Graphical models and message-passing iterative algorithms have been very popular in the last fifteen years in the area of coded data transmission and beyond because of their low implementation complexity and their outstanding performance. Implicitly, these message-passing iterative algorithms are (approximately) solving certain optimization problems in an efficient way.
Zeta functions have been used to derive a variety of analysis results for graphical models during the last decade. Some recent advances allow us to connect these disparate results and to provide a more unified framework of this approach to the analysis of graphical models. In particular, these advances allow us to connect computation tree pseudo-codewords and graph-cover pseudo-codewords, two central objects in the performance analysis of message-passing iterative decoders of finite-length low-density parity-check codes.
At the end of the talk, we also comment on a tight connection between some of the analyzed code-based graphical models and some graphical models that are used for community detection in networks.
(Based on joint work with Henry D. Pfister, Texas A&M University.)
(The talk is planned to be accessible to an audience with a general background in data communications and/or graphical models.)
Pascal O. Vontobel received the Diploma degree in electrical engineering in 1997, the Post-Diploma degree in information techniques in 2002, and the Ph.D. degree in electrical engineering in 2003, all from ETH Zurich, Switzerland.
From 1997 to 2002 he was a research and teaching assistant at the Signal and Information Processing Laboratory at ETH Zurich. After being a postdoctoral research associate at the University of Illinois at Urbana-Champaign, at the University of Wisconsin-Madison (visiting assistant professor), and at the Massachusetts Institute of Technology, he was a research scientist with the Information Theory Research Group at Hewlett-Packard Laboratories in Palo Alto, CA, USA, from 2006 to 2013. Currently, he is a visiting scholar at Stanford University. His research interests lie in information theory, communications, and signal processing.

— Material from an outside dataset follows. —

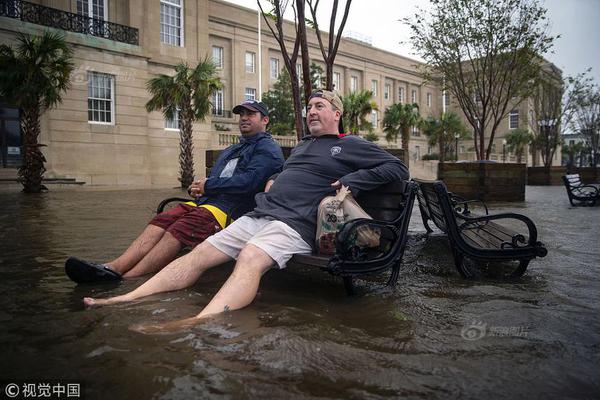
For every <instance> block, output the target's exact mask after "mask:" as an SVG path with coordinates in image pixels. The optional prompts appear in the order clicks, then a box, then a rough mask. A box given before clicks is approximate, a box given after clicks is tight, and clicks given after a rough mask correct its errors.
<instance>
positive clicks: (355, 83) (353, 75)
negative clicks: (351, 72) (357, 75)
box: [350, 75, 358, 92]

Dr. Vontobel has been an Associate Editor for the IEEE Transactions on Information Theory (2009-2012) and is currently an Associate Editor for the IEEE Transactions on Communications. Currently, he is also a Distinguished Lecturer and a Member of the Awards Committee of the IEEE Information Theory Society. He has been on the technical program committees of several international conferences and has co-organized several topical workshops, most recently a workshop at Princeton University on “Counting, Inference, and Optimization on Graphs.” Moreover, he has been three times a plenary speaker at international information and coding theory conferences and has been awarded the ETH medal for his Ph.D. dissertation.